Coffee recipe (from Every Green Herb): To prepare cleaver seeds for a coffee substitute, put them in a bowl and wash in cold water. Drain water off the bare black seeds and spread them in a shallow pan. Bake at 350 degrees for 20-30 minutes until completely dried and slightly roasted. Cool and grind. Pour on boiling water, steep ten minutes, and enjoy.
Medicinal: As a tea or tincture, cleavers have great cleansing properties, especially for the lymphatic system and urinary tract. They help cleanse the blood and intestines of toxins. A tea can also be made to use as a wash for all types of skin problems including dandruff, abrasions, scrapes, burns, and even as a complexion toner and skin tightener.

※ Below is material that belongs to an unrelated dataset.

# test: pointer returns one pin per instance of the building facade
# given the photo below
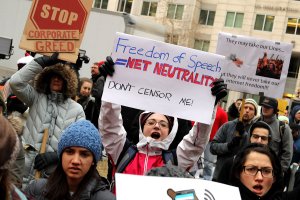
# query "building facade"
(196, 24)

Tea recipe: Clean your harvested cleavers then chop them up. Add 1-2 tsp of this per cup of boiled water. Drink as a tea, use as a wash, or put in a spray bottle.
Tincture recipe (from The Backyard Patch): Harvest the top two thirds of plant when in flower or setting seed. Tincture in 100 proof vodka. Dosage is 0.5ml – 1ml in water a few times daily when called for.
Facial wash recipe (also from The Backyard Patch): Bring one quart of water to a boil. Remove from heat and add 3-1/2 tbsp. of dried cleavers. Cover and steep for 40 min. Wash the face and neck often. Packs consisting of a wash cloth or small terrycloth hand towel soaked in the tea, lightly wrung out and then applied to the entire facial area for up to 10 minutes several times a day should help to tighten up loose skin folds. Gradual results should become evident within 2 weeks. One of the first things to look for is a new kind of life feeling in formerly tired, worn-out skin.